One of the reasons the room was so dark, apart from lacking direct outside light, was that it was lined with bookshelves packed tightly with every kind of book from paperback thrillers to solid-looking hardback books of natural history and theatrical biography. This is what Paul Stallard did when he wasn’t messing with the potted plants. He read, immersing himself in worlds he couldn’t visit.
‘It’s very nice for us to meet one of Lisa’s London friends,’ he said.
‘It’s nice to meet you both, too,’ I returned. I felt a heel. In this closed, claustrophobic world, the arrival of someone bringing news of an existence outside the house made this a red-letter day. The stuffy air held a papery smell like you get in libraries and in addition there was the odd background odour that you always get around illness.

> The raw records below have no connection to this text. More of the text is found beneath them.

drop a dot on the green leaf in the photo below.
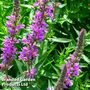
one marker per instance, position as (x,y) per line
(86,59)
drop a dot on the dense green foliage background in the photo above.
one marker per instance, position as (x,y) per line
(70,16)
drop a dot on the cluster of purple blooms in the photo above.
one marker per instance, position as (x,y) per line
(73,69)
(9,49)
(12,25)
(39,28)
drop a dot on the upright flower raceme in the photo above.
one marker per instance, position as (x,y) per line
(9,49)
(71,68)
(39,28)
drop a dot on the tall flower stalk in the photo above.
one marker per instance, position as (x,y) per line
(72,67)
(9,49)
(39,28)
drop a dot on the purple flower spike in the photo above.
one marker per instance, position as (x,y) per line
(31,73)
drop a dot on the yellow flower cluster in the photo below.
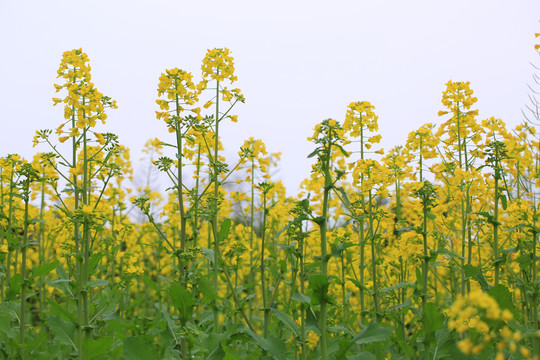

> ‘Did you come to Oxford especially to see Lisa?’ he was asking. ‘She didn’t mention it.’
‘She didn’t know I was coming. I’ve got an aunt here.’ I plunged into the story I’d made up during my cross-city bus journey, in case I was asked for an explanation of my presence in Oxford. ‘She runs a bed and breakfast place on the other side of Magdalen Bridge. I’m staying with her. I had an idea Lisa was home and I thought I’d just call on the off chance she’d be here.’
‘Are you a dancer, too?’
‘No,’ I said. ‘I’m an actor. But right now I’m between parts. Resting, as the acting profession calls it.’
He smiled. ‘Lisa’s resting, too. Not because she didn’t have work but because she was working so hard she got really tired and a doctor recommended her to take some time off. She’s always wanted to be a dancer, right from a tiny tot. Sadly she wasn’t good enough to make the Royal Ballet or any of the other ballet companies but she’s found good regular work in the chorus line, as you’ll know.’